House debates
Tuesday, 20 June 2006
Questions without Notice
Taxation
2:19 pm
Peter Costello (Higgins, Liberal Party, Treasurer) Share this | Hansard source
I thank the honourable member for Bass for his question. I can inform him that in two weeks time, on 1 July, every Australian paying income tax will receive an income tax cut as a result of this year’s budget. Low-income earners will benefit from an increase in the low-income tax offset so that they will not pay tax until their annual income exceeds $10,000. Those on the lowest tax rate of 15 per cent will not go into a higher tax bracket until their taxable income goes past $25,000. Those on the 30 per cent tax rate will not pay a higher marginal tax until their taxable income goes past $75,000. For those on the two top tax rates, both the rate is cut and the threshold is increased so that the 42c rate is cut to 40c and applies to those on incomes between $75,000 and $150,000 and those on the top rate have a reduced top rate of 45c in the dollar and it applies only to each dollar of income over $150,000. That means that, from the lowest paid to the upper income earners, every Australian will receive an income tax cut from 1 July—the beginning of next month.
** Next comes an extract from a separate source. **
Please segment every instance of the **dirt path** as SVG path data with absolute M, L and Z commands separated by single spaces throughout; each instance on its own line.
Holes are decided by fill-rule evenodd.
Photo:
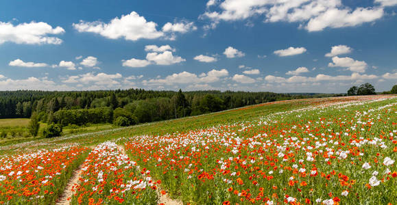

These tax cuts follow on from the tax cuts in the A New Tax System, which was introduced in 2000. They follow on from a round of tax cuts in the 2003 budget of $2.4 billion per year, tax cuts in the 2004 budget of $14.7 billion over four years and tax cuts in the 2005 budget of $21 billion over four years. These tax cuts, which start on 1 July, total $36.7 billion over four years. This compares favourably to those of previous governments. The last Labor government did not fulfil its promise to cut taxes even though it put them into legislation before the 1993 election. Not only could you not believe what the Labor Party said; you could not rely on the legislation of the Labor Party, which legislated tax cuts before the 1993 election and then took them back. Mr Keating, the then Prime Minister, famously said, ‘They are not a promise; they are l-a-w.’ But they turned into a complete falsehood, of which the current Leader of the Opposition was very much a part.
From 1 July 2006, 80 per cent of Australian taxpayers will face a top marginal tax rate of 30 per cent or less. Under the tax scales announced in the 2006 budget, a person on average weekly earnings will pay $1,209 less than they would have under an indexed 1995-96 scale. Let me repeat that: if we had indexed the 1996 scales to CPI, a person on average weekly earnings would have paid $1,209 more than they will pay from 1 July. This government has been able to run economic policy, to manage the economy, to cut taxes and to give Australians opportunity at work. The Labor Party has fought us every step of the way. Labor is the anti-reform party of Australian politics, and the Australian people would be worse off under its policies.